## Price-Setting Models for Innovative Products

Modern organizations have abundant choices in selecting the right product supply chain. Functional products are items that are purchased regularly, are widely available from multiple sources, and have long life cycles. Alternatively, innovative products are new to the marketplace, have unpredictable demand, and usually have short life cycles.

Read this article. Researchers suggest that products belong to either a functional or innovative category, where innovative products are much more challenging to price. What innovative products do you own, and how do you know you are getting the value you paid for?

### Numerical Example

A direct-sale store of a fashion company from France, located in Dalian, China, is going to sell a new design fashion clothes. The fashion store is a monopoly in the northeast China market. The unit cost $W$, salvage price $S_o$ and opportunity cost $S_u$ are 7000, 1000 and 4000 (RMB), respectively. The market demand is related to the retail price, and we have $b_l=1000$, $b_u=1500$. Let us consider the store's pricing policies when $a=0.02$, $a=0.05$ and $a=0.10$. As an example, let us see the details when $a=0.05$.

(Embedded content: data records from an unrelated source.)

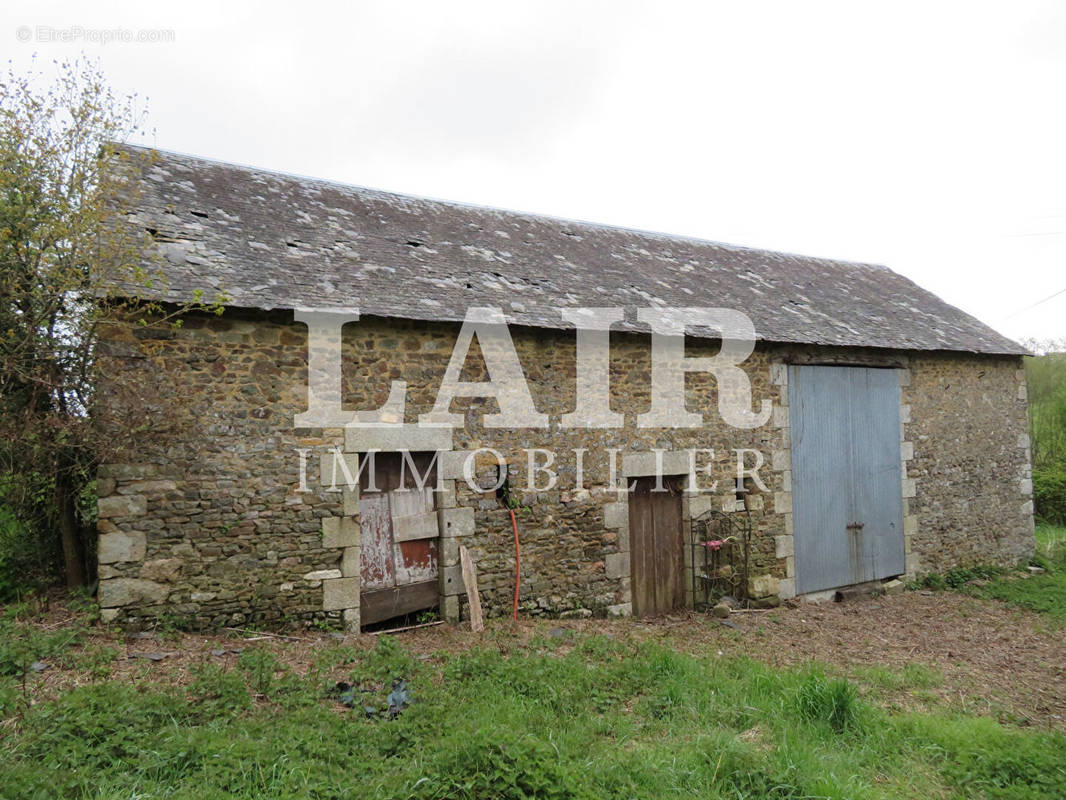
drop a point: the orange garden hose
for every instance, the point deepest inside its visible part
(518, 564)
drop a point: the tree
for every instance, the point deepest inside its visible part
(63, 254)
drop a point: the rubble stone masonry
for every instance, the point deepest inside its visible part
(205, 520)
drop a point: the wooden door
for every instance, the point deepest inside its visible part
(657, 546)
(399, 524)
(846, 476)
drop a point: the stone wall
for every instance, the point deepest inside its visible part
(208, 520)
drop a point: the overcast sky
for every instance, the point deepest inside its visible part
(930, 137)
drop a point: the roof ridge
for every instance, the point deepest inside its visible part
(590, 224)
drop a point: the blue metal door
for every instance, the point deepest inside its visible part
(846, 476)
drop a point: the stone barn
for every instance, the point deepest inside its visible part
(886, 434)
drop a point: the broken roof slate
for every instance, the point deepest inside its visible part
(280, 241)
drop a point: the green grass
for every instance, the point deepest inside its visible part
(1045, 593)
(585, 718)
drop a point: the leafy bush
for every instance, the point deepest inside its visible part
(1049, 494)
(18, 558)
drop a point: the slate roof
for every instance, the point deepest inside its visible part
(281, 241)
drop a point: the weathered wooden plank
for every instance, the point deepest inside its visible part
(385, 604)
(377, 565)
(642, 545)
(415, 526)
(470, 581)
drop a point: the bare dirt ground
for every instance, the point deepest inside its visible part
(992, 659)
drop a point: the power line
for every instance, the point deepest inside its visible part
(1038, 302)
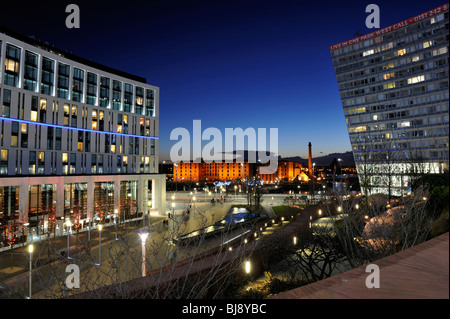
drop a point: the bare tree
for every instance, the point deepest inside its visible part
(200, 266)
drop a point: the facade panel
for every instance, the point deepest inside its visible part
(394, 89)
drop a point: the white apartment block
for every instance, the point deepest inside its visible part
(78, 140)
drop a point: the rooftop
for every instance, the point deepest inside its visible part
(70, 56)
(390, 28)
(420, 272)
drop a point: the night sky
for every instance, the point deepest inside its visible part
(231, 64)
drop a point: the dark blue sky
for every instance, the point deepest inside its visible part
(244, 63)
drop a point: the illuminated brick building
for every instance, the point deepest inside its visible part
(78, 142)
(196, 172)
(286, 172)
(394, 90)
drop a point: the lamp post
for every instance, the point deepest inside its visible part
(100, 227)
(116, 212)
(30, 250)
(314, 196)
(143, 234)
(69, 225)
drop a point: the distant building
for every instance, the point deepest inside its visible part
(210, 172)
(394, 88)
(78, 142)
(286, 172)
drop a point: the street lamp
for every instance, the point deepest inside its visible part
(143, 234)
(69, 225)
(30, 250)
(100, 227)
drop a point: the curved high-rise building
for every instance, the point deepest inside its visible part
(78, 140)
(394, 88)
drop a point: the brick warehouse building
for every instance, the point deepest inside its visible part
(79, 140)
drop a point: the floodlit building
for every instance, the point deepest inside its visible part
(78, 140)
(210, 172)
(394, 89)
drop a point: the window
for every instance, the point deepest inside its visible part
(31, 69)
(127, 97)
(66, 114)
(401, 52)
(416, 79)
(43, 110)
(427, 44)
(77, 85)
(104, 92)
(368, 52)
(3, 162)
(24, 135)
(117, 95)
(389, 85)
(12, 65)
(14, 134)
(32, 163)
(149, 106)
(47, 79)
(6, 107)
(74, 116)
(91, 94)
(440, 51)
(387, 76)
(94, 119)
(58, 137)
(139, 100)
(63, 81)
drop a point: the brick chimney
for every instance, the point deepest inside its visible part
(310, 160)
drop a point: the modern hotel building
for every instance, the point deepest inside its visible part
(78, 140)
(394, 89)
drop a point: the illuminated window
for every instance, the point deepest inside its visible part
(24, 128)
(388, 46)
(416, 79)
(388, 66)
(427, 44)
(387, 76)
(33, 116)
(11, 66)
(4, 155)
(389, 85)
(66, 114)
(94, 119)
(368, 52)
(401, 52)
(357, 129)
(405, 124)
(440, 51)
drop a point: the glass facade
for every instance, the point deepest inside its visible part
(64, 129)
(395, 94)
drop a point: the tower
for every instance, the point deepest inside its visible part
(310, 172)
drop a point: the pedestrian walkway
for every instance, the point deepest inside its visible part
(16, 261)
(420, 272)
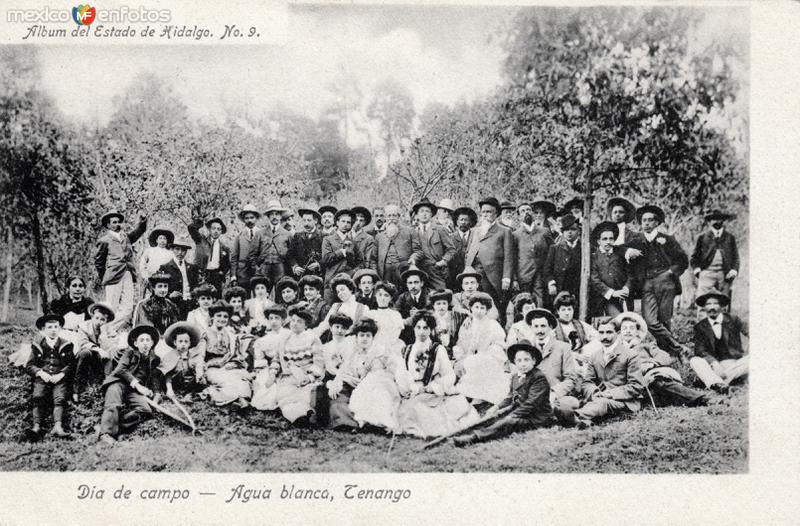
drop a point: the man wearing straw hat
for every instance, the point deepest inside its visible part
(114, 263)
(246, 247)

Suppose parameter $b$'s probability density function is $f(b)=0.004−|\dfrac{b−1250}{62500}|$. From Equation (15), the profit function is

$r(R,b,q)= \left\{ \begin{array} {ll} (R−7000)(b−0.05R)−6000(q−b+0.05R); b−0.05R < q \\ (R−7000)q−4000(b−0.05R−q); \quad b−0.05R ≥ q \end{array} \right.$

(35)

For simplification, the satisfaction function is the normalization of $r(R,b,q)$. We obtain $R^{∗}_{1}=16,767$, $R^{∗}_{2}=14,328$, $R^{∗}_{3}=13,919$ and $R^{∗}_{4}=18,500$; $r^{∗}-{1}=459,800$, $r^{∗}_{2}=2,792,900$, $r^{∗}_{3}=1,394,500$ and $r^{∗}_{4}=6,612,500$. Similarly, we can obtain that when $a=0.02$, $R^{∗}_{1}=36,804$, $R^{∗}_{2}=29,384$, $R^{∗}_{3}=28,797$, $R^{∗}_{4}=41,000$, $r^{∗}_{1}=17,507,000$, $r^{∗}_{2}=10,766,000$, $r^{∗}_{3}=8,865,800$ and $r^{∗}_{4}=23,120,000$; when $a=0.10$, $R^{∗}_{1}=10,000$, $R^{∗}_{2}=9033$, $R^{∗}_{3}=8922$, $R^{∗}_{4}=10,000$, $r^{∗}_{1}=857,140$, $r^{∗}_{2}=400,110$, $r^{∗}_{3}=−799,350$ and $R^{∗}_{4}=1,500,000$. The relationships between retail prices and profits when $a=0.02$, $a=0.05$ and $a=0.10$ are shown in Figure 1, Figure 2 and Figure 3, respectively.

Figure 1. Relationships between retail prices and profits when $a=0.02$.

Figure 2. Relationships between retail prices and profits when $a=0.05$.

Figure 3. Relationships between retail prices and profits when $a=0.10$.

The numerical example shows three interesting phenomena. First, we observe that with the increasing of market demand's price sensitivity (the increase of parameter $a$), all of the four types of manufacturers charge the lower retail prices. Second, the numerical example indicates that for any $R > W$ , $r_4(R) > r_1 (R) > r_2 (R) > r_3(R)$. That is the focused profits of the daring manufacturer are higher than the ones of active one; the focused profits of the active manufacturer are higher than the ones of the passive manufacturer; the focused profits of the passive manufacturer are higher than the ones of the apprehensive manufacturer. Third, we have $R^{∗}_{4} > R^{∗}_{1} > R^{∗}_{2} > R^{∗}_{3}$  which shows that the daring manufacturer has the highest optimal retail price; the active manufacturer has a higher optimal price than the passive manufacturer, and the apprehensive manufacturer has the lowest optimal retail price. The first result is similar to Reference, however, since we model the behaviors of different types of manufacturers, the second and third results are original. Such conclusions are in accordance with phenomena in the real business world.